Me vê um café?!!

Wilson Correia

Deparo com a cachoeira e freio o andar. Um mourão à altura do peito está à minha frente e eu debruço sobre o esteio. Permaneço com os olhos na cachoeira. Na cachoeira, não: minhas retinas retêm a divina natural luminosidade das águas que formam tufos caudalosos de brilho e mistério.

O mistério das águas é o mistério do que há, do que é, do ser. Não foi nesta água que Tales de Mileto viu a gênese principiativa de tudo? Quando todos perguntavam de onde o existente teria vindo, Tales bateu o martelo: “É da água que tudo advém”.

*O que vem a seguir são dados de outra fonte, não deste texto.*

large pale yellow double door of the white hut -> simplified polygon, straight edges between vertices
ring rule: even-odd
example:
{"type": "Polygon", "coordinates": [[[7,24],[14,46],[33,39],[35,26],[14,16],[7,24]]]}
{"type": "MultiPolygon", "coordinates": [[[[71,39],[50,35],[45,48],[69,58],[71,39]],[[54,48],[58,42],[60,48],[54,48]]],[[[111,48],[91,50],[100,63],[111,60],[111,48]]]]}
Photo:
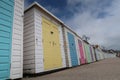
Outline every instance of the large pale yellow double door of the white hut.
{"type": "Polygon", "coordinates": [[[44,69],[52,70],[62,67],[62,56],[58,27],[42,18],[44,69]]]}

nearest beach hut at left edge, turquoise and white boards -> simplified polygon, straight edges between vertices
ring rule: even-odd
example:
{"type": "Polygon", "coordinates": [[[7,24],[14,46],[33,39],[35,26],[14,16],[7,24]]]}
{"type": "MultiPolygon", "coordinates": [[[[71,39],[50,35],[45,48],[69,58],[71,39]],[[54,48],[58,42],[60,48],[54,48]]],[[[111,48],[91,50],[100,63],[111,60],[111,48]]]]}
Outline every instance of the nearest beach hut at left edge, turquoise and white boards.
{"type": "Polygon", "coordinates": [[[0,80],[23,76],[24,0],[0,0],[0,80]]]}

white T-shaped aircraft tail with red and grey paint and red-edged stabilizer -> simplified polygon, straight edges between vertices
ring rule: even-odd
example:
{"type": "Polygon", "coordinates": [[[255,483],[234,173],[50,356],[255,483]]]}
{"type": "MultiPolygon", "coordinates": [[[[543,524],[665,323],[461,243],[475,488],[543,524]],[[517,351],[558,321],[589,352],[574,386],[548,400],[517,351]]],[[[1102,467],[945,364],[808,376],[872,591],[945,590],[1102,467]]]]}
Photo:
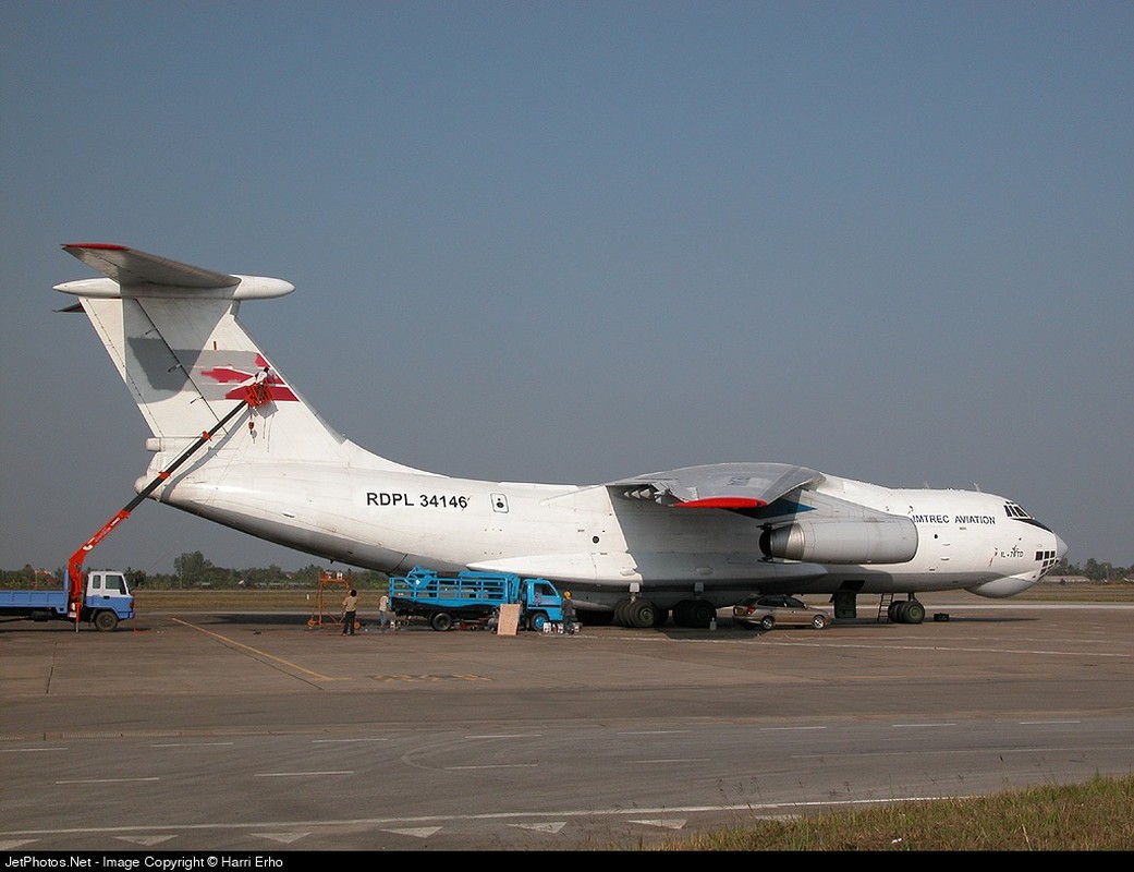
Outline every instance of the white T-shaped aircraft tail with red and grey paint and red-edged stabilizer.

Então, água tem a ver com começo. Com o começo de tudo. Tem a ver com o meio: somos setenta por cento água, tanto quanto a Terra. Terá a água algo a ver com o fim? Aqui a mais certeira das verdades a afirmar que onde há água há vida e há a esperança. Esperança de quê?

Creio que o humano ainda não abriu mão do sonho de entender o sentido do existente. Aliás, na busca desse sentido, foi um outro filósofo, Parmênides, que nos garantiu: “O ser é”. Em seguida, este “O ser é” parmenídeo fora logo contradito por Heráclito, para quem “Tudo flui”, razão pela qual “Ninguém entra duas vezes num mesmo rio”.

Parmênides: “Nada muda”. Heráclito: “Tudo muda”. Penso nesses pensadores e permaneço com olhos como os de cachorro em frente à máquina de frango assado, mirando muito bem cada onda de que a correnteza se serve para formar a cachoeira, motivo da minha intriga e fome de entender.

Se, há zilhões de anos, um outro humano tivesse parado sobre essa estaca e feito o gesto que faço, que água ele teria visto? Não teria sido as mesmas águas que neste instante me enchem as cavidades cognitivas? Desconfio que há uma sempre e mesma água que se refaz ininterruptamente e sem cessar e sempre e deságua na minha cara e me pede explicação. Explicar o que? Será essa uma tarefa possível?

Minhas perguntas zonzas vão ficando no ar e ziguezagueiam muito semelhantemente às bolhas de espuma que saem da cachoeira e se desfazem sob uma brisa muito aprazível e cordial. E levanto o olhar. Aquele tronco é água? É, insistem meus neurônios! Aquela pedra, também. A terra e o ar no meu nariz, todos não seriam sem a água e, portanto, água são. Quero dizer: são água na medida em que são SER.

Tales acertou. Também Parmênides e Heráclito não erraram totalmente o alvo. Tinham perspectiva. Precisamos dessa perspectiva para entender. O ser sendo é inamovível. Eterno. Há zilhões de anos essa água que me molha de mistério e encanto não era outra água. É sempre um ser sempre idêntico e igualmente sempre em si mesmo. É o que é. É o eterno.

Aliás, Nietzsche foi quem tentou amarrar essas coisas dizendo que tudo o que há vive a chamada Lei do Eterno Retorno. Disse ele: “E se um dia ou uma noite alguém se esgueirasse na tua mais solitária solidão e te dissesse: esta vida, assim como tu vives agora e como a viveste, terás de vivê-la ainda uma vez e ainda inúmeras vezes; e não haverá nela nada de novo, cada dor e cada prazer e cada pensamento e suspiro e tudo o que há de indizivelmente pequeno e de grande na tua vida há de retornar a ti, e tudo na mesma ordem e sequência[?]”.

O texto nietzscheano me veio como lâmpada que acende de repente. Mas, cá com os meus botões, teria Nietzsche resolvido o mistério que me fez parar ante a cachoeira, aquele da gênese principiativa e o outro, da continuidade ôntica de tudo? Me faço essa pergunta e emendo negativamente um não, à medida que compreendo que falta responder a uma funda pergunta: para quê?

Com esse sem porquê me seqüestrando abruptamente, recostei-me no balcão do bar e restaurante daquela ilha e não tive outra saída:

– Moça, por gentileza, me vê um café?!!